S'agissant de la valeur probante d'un rapport médical, il importe en particulier que les points litigieux aient fait l'objet d'une étude circonstanciée, que le rapport se fonde sur des examens complets, qu'il ait été établi en pleine connaissance de l'anamnèse, que la description du contexte médical et l'appréciation de la situation médicale soient claires et enfin que les conclusions de l'expert soient dûment motivées; au demeurant, l'élément déterminant pour la valeur probante n'est ni l'origine du moyen de preuve ni sa désignation comme rapport ou comme expertise, mais bel et bien son contenu (ATF 134 V 231 consid. 5.1; 125 V 351 consid. 3a; TF 9C_137/2013 du 22 juillet 2013 consid. 3.1; arrêts CR.2014.0088 précité consid. 3c; CR.2013.0072 précité consid. 2c; CR.2012.0068 du 7 décembre 2012 consid. 1a).
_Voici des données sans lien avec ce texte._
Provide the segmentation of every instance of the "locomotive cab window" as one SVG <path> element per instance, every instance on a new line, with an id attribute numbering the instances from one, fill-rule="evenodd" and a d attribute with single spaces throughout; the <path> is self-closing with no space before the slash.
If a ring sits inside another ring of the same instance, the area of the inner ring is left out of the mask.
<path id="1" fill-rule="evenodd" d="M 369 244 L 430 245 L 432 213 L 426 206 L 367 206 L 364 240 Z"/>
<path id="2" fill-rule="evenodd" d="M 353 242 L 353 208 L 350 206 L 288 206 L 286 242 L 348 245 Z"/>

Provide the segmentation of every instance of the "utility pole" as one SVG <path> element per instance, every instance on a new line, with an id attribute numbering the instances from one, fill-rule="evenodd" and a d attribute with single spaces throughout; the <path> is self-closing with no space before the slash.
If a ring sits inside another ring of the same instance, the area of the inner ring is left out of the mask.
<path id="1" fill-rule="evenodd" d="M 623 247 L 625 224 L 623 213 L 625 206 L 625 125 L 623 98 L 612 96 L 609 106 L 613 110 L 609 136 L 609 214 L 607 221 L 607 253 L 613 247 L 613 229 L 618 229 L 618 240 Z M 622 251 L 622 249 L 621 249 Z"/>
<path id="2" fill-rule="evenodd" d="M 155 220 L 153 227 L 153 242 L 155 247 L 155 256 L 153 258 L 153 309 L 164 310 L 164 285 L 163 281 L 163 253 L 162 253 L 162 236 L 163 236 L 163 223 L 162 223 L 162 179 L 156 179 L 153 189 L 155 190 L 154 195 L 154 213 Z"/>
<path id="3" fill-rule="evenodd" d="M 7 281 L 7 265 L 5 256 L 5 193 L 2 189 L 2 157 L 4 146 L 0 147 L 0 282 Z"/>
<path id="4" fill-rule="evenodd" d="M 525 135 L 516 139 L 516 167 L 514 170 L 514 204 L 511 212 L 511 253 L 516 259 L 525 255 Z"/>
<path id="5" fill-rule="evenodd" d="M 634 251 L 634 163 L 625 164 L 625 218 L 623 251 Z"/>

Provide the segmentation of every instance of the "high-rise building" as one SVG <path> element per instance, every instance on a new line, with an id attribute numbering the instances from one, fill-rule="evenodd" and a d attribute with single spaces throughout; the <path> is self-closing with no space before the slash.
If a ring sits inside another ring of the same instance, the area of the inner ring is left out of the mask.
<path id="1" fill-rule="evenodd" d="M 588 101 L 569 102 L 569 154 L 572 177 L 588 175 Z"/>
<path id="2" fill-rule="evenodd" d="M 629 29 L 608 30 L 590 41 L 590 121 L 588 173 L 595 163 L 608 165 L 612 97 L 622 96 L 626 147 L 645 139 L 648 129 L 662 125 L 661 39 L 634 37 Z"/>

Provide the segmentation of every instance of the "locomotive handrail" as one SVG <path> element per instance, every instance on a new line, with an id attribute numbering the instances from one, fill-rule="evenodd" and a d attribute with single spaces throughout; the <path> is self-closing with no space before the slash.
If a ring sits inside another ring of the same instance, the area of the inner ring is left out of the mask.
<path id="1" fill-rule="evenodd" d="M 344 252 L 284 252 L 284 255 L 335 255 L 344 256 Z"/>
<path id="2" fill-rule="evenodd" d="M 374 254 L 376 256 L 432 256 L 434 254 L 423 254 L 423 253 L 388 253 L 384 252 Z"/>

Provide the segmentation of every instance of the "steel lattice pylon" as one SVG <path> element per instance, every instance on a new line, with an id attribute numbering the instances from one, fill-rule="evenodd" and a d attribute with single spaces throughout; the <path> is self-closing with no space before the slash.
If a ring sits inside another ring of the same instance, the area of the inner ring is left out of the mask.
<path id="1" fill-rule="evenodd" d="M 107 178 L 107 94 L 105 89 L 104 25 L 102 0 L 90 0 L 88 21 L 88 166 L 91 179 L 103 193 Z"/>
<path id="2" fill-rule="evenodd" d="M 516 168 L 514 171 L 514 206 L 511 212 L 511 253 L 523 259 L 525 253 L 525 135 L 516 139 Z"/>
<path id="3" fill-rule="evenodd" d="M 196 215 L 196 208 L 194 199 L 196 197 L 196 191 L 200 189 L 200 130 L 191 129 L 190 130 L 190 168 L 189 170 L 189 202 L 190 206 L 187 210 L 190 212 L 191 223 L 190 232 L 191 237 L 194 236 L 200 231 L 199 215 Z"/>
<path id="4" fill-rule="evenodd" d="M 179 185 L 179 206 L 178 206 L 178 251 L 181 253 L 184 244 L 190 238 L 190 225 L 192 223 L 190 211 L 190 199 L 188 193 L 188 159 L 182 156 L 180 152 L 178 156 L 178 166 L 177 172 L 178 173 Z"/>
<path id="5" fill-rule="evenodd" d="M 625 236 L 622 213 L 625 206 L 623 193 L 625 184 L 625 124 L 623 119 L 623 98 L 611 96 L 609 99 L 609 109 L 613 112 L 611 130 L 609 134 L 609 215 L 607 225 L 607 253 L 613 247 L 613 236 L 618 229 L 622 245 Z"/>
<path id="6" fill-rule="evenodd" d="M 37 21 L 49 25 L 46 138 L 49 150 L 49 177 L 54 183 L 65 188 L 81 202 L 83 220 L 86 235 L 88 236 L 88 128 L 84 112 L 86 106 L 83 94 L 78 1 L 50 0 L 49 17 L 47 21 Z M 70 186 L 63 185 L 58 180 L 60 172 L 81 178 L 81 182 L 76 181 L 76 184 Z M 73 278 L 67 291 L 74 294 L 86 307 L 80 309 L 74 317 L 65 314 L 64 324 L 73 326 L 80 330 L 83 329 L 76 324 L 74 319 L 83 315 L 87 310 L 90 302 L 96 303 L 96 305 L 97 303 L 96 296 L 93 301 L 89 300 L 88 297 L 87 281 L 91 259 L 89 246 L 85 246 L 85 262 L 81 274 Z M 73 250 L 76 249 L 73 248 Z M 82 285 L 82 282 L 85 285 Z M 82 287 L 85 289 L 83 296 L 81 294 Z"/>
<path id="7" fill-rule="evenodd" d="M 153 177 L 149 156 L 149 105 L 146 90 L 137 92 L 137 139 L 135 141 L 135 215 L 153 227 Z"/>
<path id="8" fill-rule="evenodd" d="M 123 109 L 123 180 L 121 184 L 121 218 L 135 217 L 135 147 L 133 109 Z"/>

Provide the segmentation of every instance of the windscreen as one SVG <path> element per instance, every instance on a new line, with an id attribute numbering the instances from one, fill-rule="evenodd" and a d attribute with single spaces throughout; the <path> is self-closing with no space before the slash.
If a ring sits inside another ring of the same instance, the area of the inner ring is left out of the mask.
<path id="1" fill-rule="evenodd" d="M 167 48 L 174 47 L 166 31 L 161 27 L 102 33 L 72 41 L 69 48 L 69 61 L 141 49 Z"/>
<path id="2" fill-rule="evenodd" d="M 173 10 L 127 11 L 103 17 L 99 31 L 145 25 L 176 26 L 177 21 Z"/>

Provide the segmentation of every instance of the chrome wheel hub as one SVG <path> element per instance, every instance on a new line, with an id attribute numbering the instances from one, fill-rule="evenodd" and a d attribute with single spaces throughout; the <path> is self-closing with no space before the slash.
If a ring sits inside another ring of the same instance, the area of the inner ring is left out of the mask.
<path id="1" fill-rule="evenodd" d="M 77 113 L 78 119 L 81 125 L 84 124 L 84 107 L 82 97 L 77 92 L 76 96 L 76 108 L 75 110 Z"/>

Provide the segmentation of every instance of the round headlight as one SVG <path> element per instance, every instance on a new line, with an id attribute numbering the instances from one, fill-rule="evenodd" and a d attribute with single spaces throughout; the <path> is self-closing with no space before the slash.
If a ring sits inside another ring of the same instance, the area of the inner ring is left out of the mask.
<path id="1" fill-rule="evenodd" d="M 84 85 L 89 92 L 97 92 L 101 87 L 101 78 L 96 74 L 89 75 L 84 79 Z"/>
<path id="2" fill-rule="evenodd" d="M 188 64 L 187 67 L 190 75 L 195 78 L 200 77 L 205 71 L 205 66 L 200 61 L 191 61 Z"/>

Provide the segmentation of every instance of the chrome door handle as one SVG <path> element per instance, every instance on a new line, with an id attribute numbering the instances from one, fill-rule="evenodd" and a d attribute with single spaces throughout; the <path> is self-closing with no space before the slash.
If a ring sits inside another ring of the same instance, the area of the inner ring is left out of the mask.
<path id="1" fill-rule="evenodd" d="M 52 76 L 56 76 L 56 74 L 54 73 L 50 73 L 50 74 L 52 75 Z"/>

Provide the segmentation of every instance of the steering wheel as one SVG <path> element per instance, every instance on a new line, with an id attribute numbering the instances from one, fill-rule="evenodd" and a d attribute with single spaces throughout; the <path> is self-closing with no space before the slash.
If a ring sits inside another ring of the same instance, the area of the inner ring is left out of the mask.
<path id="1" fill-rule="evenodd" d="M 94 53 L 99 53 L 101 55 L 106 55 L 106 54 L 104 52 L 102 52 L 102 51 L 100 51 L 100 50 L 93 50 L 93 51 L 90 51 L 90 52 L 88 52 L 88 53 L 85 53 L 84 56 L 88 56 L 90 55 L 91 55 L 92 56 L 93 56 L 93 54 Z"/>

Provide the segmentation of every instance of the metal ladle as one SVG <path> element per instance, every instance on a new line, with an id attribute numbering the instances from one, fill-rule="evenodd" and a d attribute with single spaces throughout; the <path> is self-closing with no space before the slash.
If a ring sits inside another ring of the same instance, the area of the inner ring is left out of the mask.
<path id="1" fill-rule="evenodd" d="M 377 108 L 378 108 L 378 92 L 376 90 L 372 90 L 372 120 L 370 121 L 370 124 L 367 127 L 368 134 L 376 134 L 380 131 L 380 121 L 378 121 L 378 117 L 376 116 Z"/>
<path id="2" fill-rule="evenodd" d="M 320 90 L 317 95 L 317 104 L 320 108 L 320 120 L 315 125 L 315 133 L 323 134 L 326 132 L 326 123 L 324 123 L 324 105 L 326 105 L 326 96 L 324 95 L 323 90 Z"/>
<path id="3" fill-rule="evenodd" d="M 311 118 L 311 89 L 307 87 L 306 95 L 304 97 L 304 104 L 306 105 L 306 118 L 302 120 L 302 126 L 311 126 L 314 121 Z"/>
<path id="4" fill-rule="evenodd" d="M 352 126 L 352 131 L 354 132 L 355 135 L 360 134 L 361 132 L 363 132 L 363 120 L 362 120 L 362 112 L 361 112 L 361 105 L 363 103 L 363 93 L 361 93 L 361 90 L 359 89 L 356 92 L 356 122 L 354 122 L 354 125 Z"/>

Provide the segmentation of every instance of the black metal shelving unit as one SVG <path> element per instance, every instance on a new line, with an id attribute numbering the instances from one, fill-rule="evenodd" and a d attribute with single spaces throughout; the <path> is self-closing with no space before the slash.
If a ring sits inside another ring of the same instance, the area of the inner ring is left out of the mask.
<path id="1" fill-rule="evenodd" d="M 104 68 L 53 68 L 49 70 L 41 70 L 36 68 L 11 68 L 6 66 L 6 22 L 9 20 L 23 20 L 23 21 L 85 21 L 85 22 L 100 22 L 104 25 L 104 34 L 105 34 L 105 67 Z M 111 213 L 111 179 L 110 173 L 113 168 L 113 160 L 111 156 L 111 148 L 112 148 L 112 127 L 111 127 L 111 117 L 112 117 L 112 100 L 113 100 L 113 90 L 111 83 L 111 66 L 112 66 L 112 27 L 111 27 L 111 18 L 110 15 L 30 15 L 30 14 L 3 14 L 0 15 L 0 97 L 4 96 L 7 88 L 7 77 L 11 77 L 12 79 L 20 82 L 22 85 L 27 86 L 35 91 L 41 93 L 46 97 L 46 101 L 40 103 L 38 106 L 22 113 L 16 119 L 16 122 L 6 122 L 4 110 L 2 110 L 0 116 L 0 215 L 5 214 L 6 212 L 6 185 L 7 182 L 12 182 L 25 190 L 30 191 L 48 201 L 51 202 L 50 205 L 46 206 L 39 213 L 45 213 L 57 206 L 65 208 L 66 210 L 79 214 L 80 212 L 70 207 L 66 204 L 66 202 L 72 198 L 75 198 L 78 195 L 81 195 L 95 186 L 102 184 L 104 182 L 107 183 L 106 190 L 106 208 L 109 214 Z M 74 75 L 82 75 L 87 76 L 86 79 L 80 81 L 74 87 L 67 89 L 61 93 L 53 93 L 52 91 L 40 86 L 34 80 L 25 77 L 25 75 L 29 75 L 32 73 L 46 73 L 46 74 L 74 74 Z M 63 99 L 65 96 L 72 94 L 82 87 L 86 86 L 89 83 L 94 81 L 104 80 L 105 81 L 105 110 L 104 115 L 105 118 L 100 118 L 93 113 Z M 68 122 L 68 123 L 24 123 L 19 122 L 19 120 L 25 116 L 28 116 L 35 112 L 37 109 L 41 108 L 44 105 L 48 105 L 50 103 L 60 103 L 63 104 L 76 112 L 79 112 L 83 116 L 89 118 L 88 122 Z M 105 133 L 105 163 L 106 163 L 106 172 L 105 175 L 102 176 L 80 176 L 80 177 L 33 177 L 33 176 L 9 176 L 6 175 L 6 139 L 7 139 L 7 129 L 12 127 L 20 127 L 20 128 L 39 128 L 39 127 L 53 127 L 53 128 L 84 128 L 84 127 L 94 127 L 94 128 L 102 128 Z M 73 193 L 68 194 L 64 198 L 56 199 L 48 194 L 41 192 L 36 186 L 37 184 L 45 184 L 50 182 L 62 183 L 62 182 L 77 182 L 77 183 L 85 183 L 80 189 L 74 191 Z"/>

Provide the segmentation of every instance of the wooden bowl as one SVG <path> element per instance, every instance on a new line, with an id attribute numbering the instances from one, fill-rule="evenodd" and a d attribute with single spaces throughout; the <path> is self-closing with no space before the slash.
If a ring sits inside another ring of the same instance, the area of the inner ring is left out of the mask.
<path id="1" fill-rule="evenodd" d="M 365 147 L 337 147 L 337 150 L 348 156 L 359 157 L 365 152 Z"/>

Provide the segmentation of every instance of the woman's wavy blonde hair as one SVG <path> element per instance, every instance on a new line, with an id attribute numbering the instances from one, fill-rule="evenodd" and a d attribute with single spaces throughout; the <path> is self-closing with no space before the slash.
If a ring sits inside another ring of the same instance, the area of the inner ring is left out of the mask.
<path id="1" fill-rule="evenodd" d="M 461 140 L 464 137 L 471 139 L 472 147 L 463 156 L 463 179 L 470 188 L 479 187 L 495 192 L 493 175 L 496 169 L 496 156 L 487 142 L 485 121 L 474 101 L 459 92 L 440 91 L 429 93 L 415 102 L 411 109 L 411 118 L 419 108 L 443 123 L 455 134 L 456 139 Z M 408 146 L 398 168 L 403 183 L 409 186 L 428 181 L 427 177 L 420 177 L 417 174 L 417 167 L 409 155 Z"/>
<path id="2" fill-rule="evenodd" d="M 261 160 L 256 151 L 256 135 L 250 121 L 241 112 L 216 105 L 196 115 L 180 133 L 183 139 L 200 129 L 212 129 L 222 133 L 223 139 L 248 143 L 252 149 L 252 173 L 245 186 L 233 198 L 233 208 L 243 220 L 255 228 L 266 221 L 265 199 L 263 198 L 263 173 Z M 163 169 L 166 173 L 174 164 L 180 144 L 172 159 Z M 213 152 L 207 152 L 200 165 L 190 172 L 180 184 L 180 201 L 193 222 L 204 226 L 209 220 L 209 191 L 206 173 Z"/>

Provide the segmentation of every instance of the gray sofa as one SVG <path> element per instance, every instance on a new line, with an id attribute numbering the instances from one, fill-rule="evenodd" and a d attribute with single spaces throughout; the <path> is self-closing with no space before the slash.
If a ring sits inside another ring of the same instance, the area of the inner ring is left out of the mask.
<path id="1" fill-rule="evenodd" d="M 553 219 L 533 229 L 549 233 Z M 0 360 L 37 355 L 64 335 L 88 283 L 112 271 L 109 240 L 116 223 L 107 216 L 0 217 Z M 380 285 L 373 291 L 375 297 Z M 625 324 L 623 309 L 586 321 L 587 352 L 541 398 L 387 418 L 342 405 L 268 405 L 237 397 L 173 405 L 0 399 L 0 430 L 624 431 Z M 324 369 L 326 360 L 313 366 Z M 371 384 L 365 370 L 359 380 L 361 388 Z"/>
Concernant spécifiquement les exigences que doit respecter une expertise pour constituer une base de décision suffisante en matière de retrait de sécurité, il résulte de la jurisprudence que la mise en évidence d'une consommation d'alcool nuisible pour la santé suppose d'abord une analyse de laboratoire où divers marqueurs sont mesurés; les résultats ainsi obtenus doivent être appréciés en relation avec d'autres examens, tels que l'analyse approfondie des données personnelles, l'examen détaillé des courses effectuées en état d'ébriété, une anamnèse de l'alcoolisme – soit l'analyse du comportement de consommation (consommateur d'habitude ou occasionnel) de l'intéressé et de son impression subjective à ce propos – ainsi qu'un examen médical complet (ATF 129 II 82 consid. 6.2 et les références; arrêts CR.2014.0088 précité consid. 3c; CR.2013.0072 précité consid. 2c; CR.2011.0023 du 22 septembre 2011 consid. 2c).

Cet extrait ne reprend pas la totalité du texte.